Bus drivers must attend training
Bus drivers working with the new public transport operator would have to attend extensive and regular training courses to improve the level of service given to commuters, Transport Minister Austin Gatt said yesterday. A total of 405 bus drivers - 215...
Bus drivers working with the new public transport operator would have to attend extensive and regular training courses to improve the level of service given to commuters, Transport Minister Austin Gatt said yesterday.
A total of 405 bus drivers - 215 owners/drivers, 10 owners and 180 employed drivers - accepted a 10-year job guarantee against redundancy with the new operator by the time the deadline expired on Thursday evening.
Dr Gatt said only three bus owners had decided not to sign the agreement they were offered. The government therefore bought a total of 440 buses from the fleet of 508: 315 of 377 old buses and 125 of the 131 modern low-floor type vehicles.
Sixty owners of old buses and four owners of low-floor buses opted to keep their vehicles and are therefore entitled to 10 per cent less of the compensation. Owners of the old buses will each receive €103,000 while those who have low-floor buses will get €123,000. The bus owners who signed the agreement renounced their licence and instead got a 10-year guaranteed job with the new operator with a wage of at least €9,486 a year.

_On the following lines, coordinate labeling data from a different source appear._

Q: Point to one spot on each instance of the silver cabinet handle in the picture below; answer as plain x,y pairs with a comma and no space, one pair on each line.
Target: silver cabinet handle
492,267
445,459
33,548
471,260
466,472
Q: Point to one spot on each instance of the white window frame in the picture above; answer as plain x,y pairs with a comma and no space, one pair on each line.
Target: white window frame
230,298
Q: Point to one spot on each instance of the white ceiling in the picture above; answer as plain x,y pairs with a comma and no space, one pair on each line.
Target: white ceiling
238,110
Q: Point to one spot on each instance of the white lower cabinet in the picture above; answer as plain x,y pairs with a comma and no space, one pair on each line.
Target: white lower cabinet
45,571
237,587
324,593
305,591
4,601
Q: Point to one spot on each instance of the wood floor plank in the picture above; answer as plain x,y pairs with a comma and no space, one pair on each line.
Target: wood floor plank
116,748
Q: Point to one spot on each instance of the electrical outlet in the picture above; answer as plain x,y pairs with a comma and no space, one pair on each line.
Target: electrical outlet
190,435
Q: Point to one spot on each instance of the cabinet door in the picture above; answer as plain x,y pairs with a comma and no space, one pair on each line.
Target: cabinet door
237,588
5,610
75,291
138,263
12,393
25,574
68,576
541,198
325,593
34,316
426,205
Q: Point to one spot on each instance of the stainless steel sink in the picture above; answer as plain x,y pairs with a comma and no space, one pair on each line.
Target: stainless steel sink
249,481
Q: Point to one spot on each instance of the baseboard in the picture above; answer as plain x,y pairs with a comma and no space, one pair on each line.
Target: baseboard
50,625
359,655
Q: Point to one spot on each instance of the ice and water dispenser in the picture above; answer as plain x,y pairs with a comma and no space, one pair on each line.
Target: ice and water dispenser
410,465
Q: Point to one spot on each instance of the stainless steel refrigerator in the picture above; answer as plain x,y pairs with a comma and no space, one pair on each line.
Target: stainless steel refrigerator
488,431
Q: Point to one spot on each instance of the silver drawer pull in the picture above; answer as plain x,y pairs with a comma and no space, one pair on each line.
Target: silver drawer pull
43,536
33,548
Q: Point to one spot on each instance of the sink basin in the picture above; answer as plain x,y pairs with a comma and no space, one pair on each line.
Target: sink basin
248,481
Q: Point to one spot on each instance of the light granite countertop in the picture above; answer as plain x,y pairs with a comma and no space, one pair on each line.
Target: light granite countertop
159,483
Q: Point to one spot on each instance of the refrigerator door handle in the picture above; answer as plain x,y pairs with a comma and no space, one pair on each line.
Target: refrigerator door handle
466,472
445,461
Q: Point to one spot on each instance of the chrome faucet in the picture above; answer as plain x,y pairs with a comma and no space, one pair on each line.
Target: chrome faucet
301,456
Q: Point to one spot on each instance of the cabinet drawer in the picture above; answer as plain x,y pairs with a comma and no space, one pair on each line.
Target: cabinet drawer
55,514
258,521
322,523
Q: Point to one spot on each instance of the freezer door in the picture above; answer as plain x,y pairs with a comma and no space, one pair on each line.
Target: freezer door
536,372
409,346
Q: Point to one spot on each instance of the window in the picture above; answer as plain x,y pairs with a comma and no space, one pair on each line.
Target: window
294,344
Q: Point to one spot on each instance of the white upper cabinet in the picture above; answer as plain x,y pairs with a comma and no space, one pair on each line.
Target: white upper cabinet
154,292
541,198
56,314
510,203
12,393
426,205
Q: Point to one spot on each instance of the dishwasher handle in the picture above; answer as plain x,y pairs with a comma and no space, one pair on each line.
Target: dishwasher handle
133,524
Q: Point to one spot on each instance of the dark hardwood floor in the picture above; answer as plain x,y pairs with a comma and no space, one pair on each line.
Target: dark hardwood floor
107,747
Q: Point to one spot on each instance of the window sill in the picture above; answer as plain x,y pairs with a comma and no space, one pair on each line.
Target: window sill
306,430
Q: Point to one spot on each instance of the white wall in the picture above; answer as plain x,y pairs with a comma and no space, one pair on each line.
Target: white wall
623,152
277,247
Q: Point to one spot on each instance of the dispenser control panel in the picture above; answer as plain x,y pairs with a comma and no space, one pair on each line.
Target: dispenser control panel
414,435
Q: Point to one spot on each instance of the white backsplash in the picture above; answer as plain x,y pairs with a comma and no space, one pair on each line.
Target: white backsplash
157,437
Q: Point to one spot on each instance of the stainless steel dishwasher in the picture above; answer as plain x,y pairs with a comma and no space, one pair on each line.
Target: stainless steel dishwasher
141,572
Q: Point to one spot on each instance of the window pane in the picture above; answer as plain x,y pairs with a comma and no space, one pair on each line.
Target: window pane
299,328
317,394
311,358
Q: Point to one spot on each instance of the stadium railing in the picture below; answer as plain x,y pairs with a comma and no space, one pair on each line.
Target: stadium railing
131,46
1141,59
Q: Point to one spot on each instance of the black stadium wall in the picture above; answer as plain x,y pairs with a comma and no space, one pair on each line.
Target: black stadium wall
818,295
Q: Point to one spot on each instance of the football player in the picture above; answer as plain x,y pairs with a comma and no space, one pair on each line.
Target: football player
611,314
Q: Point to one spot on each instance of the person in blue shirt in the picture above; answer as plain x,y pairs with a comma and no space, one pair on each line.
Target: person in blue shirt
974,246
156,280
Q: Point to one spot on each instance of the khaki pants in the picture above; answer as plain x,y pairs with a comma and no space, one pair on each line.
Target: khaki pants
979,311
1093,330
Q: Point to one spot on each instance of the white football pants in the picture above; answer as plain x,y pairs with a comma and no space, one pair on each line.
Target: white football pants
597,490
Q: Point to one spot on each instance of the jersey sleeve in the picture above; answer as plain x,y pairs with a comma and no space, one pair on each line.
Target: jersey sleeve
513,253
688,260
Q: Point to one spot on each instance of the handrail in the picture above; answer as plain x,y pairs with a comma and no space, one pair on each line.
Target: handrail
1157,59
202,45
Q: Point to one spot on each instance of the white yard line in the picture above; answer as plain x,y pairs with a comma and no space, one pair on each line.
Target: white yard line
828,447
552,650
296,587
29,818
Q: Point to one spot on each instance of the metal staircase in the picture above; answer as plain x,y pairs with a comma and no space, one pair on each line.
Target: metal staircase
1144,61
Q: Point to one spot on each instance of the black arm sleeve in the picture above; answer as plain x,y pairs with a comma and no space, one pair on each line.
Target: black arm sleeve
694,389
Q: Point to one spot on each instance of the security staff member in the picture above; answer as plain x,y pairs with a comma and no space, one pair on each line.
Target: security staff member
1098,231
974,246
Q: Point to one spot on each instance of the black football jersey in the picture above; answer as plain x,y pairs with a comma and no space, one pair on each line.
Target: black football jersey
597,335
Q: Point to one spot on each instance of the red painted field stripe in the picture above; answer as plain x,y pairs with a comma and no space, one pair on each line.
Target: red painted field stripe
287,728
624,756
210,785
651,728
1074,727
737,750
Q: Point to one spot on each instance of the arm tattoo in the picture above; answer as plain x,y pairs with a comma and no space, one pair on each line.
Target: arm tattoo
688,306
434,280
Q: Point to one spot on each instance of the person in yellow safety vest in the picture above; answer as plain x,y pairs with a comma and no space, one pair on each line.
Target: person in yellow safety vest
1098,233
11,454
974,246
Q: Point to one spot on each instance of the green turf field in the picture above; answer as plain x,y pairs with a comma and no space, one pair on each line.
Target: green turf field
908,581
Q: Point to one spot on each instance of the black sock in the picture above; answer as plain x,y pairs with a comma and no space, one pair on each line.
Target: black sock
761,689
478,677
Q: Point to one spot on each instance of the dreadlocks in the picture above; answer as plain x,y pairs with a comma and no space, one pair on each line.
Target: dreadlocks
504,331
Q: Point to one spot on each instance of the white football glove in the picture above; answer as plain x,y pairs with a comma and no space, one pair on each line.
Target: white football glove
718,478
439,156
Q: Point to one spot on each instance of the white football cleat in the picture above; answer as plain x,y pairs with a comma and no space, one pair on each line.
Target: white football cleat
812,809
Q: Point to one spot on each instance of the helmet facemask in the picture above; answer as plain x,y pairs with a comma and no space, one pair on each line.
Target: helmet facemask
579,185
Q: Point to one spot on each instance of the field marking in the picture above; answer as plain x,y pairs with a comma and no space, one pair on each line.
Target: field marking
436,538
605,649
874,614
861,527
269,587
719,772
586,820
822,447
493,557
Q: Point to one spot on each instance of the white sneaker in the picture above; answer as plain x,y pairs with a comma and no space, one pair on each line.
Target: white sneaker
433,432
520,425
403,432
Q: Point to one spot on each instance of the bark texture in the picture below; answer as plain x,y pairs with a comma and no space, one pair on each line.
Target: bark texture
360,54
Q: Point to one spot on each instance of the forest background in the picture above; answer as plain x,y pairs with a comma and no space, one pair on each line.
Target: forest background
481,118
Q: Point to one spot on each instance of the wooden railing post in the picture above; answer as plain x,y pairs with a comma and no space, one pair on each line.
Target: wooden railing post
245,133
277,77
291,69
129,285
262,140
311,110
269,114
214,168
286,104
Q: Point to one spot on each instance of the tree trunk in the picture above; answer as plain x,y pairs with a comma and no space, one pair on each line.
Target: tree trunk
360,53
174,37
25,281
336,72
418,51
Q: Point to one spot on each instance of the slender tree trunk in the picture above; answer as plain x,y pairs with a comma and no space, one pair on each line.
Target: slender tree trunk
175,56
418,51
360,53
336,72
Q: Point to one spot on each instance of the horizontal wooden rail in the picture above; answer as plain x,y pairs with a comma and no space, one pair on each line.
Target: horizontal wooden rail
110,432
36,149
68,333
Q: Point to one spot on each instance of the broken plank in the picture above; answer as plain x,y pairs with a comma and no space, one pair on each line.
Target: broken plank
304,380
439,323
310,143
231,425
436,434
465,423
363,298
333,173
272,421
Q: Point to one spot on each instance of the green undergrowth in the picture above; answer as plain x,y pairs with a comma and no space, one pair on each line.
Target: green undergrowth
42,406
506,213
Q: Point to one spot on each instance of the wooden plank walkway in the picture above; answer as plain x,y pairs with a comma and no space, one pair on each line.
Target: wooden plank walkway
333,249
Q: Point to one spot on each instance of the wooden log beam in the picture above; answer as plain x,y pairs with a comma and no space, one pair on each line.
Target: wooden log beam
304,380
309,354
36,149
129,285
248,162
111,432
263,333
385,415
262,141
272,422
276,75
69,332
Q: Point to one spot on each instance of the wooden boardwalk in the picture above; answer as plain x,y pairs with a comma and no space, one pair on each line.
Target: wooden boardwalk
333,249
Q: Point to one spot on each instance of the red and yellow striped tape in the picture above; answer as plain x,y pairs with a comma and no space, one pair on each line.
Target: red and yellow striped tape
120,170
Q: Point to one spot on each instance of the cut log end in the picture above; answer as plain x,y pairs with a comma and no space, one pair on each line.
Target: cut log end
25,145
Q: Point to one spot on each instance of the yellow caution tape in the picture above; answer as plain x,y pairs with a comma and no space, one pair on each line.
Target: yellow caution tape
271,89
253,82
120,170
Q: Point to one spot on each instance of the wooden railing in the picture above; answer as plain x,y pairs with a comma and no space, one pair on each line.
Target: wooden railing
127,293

This means the government has committed just over €53.8 million - as opposed to the final offer of €55 million - as compensation for the bus owners: €32,445,000 for old buses, €15,375,000 for the low-floor buses, €5,562,000 for the licences of 60 bus owners without their bus, and €442,800 for the licences of four owners without their low-floor bus.
A regular complaint of commuters, apart from the exhaust emitted by buses, has been the behaviour of some of the drivers and the way they dress.
Asked whether this complaint would resurface once the drivers were employed with the new operator, Dr Gatt said this would not be case.
He said that for the first time in history there would be a proper contract with the new service providers and specific clauses would cover drivers, their uniforms, their behaviour and the continuous training they required. Penalties were contemplated if the contract was breached.
Dr Gatt staunchly defended the money being spent to compensate bus owners for their business and their bus, which was an investment they had made.
He said he was surprised with the criticism of the compensation levelled by the Chamber of Commerce, Enterprise and Industry, among others. He disagreed that the reform was not a priority for the country.
"I'm sorry to see not everyone agrees people have a fundamental right to compensation. Apart from a legal obligation, it was our moral duty to compensate," he said.
"In the 1980s, the Nationalist Party fought hard for this right and, now, the same party in government has to give due compensation where it is owed. Otherwise, the case would have ended up in court and the country would have had to fork out more in damages," he added.
Dr Gatt said the compensation was calculated on contracts sold over the past years at an average of €113,000. The average compensation bus owners were given amounted to €108,000.
Asked how the compensation would be funded, Dr Gatt said it would be financed by Transport Malta. He promised it would recoup the amount through tariffs it charged, adding no new tariffs or taxes would be introduced to make up for the expense. The country would no longer spend €8 million a year on subsidies for the public transport service, he added.
By yesterday at noon, the government gave prospective bidders the latest information on how many low-floor buses they would have to buy and how many drivers they had to take on. These have until February 19 to submit their bid.